Canada Post has reported a healthy profit for the first quarter of this year but is keeping on with its controversial mail delivery cutbacks despite criticism.
Under a five-year Action Plan unveiled in December 2013 to return the corporation to long-term financial self-sufficiency, the government-owned postal operator will phase out home delivery of letters to some five million addresses in favour of community mailboxes with individual compartments per household.
Canada Post has so far installed community mailboxes for some 100,000 addresses and expects to have completed some 900,000 conversions by the end of this year, it said in its Q1 report. It underlined that it is working with officials, authorities and residents in the transformation, and encouraging feedback.
According to broadcaster CBC, CEO Deepak Chopra stressed yesterday that the corporation was acting now to reduce mail delivery costs “to avoid becoming a burden on taxpayers for hundreds of millions of dollars” in the future.
But the opposition NDP party has committed itself to restoring home delivery if it wins the general election this autumn, a move welcomed by the CUPW union which is campaigning against the delivery cutbacks.
In the first quarter of this year, the Canada Post Group of Companies, covering the core Canada Post business, parcels subsidiary Purolator and smaller businesses, reported a pre-tax profit of $22 million in the first quarter of 2015 compared to a pre-tax loss of $37 million for the same period of 2014. Group revenue rose by 5.4% to C$2.06 billion.
The Canada Post segment reported a pre-tax profit of $24 million compared to a loss of $27 million for the first quarter of 2014. The improvement was mainly due to continued growth in the Parcels business and tiered pricing for Transaction Mail, which combined into a 6.4% rise in revenues to C$1.64 billion.

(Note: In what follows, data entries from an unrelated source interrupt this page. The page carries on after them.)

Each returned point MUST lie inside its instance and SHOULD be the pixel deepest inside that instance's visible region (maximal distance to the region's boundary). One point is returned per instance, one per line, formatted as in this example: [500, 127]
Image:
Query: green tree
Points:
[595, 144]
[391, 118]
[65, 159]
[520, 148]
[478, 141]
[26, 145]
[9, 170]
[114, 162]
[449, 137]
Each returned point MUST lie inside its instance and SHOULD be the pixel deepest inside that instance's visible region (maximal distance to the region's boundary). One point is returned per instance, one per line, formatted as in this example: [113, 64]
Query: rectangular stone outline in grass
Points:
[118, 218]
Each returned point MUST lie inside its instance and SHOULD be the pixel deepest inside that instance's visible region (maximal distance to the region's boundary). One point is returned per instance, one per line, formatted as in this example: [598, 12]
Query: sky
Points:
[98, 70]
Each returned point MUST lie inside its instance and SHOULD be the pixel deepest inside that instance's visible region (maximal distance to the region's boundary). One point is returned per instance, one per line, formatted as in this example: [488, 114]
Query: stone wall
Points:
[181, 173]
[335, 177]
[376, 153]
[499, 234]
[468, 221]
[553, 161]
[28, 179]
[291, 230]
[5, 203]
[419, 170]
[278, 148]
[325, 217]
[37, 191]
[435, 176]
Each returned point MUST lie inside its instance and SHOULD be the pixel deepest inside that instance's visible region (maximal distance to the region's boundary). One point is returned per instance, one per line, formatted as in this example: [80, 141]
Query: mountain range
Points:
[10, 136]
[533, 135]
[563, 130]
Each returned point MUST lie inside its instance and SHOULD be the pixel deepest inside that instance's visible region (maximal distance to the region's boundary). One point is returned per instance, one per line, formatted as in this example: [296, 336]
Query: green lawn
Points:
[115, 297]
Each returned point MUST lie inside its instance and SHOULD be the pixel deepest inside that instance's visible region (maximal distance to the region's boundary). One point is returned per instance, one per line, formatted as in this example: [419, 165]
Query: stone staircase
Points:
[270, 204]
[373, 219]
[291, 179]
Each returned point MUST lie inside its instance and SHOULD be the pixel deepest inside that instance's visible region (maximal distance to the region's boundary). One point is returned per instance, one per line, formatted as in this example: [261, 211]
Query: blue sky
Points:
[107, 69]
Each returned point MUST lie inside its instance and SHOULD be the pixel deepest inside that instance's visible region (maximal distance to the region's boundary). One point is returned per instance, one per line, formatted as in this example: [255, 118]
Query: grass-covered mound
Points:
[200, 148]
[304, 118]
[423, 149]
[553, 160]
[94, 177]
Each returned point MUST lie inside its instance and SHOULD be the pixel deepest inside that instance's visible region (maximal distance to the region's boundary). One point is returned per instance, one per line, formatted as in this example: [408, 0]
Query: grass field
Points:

Domestic Lettermail volumes dropped by 8.4% in the three months, as Canadians continued to switch to digital communications. But Transaction Mail revenue grew by 9.1% to $889 million due to the tiered pricing structure that took effect at the start of the second quarter of 2014 with the aim of offsetting the volume decline.
Meanwhile, Canada Post said its focus on delivering innovative solutions for e-tailers, as well as for consumers who are looking for more flexibility in how they receive their online purchases, is continuing to yield strong results. First-quarter Parcels revenue for the Canada Post segment rose by 6.2% to $380 million while volumes increased by 6.5%.
“The increase in revenue and volumes was propelled by a strong performance from our major commercial customers and our solid delivery performance. It reflects the growth in the business-to-consumer e-commerce delivery market as customers continue to order more products online,” the group commented.
Purolator, the express parcels subsidiary, increased Q1 revenues slightly to C$402 million and reduced its pre-tax loss by 45% to C$6 million.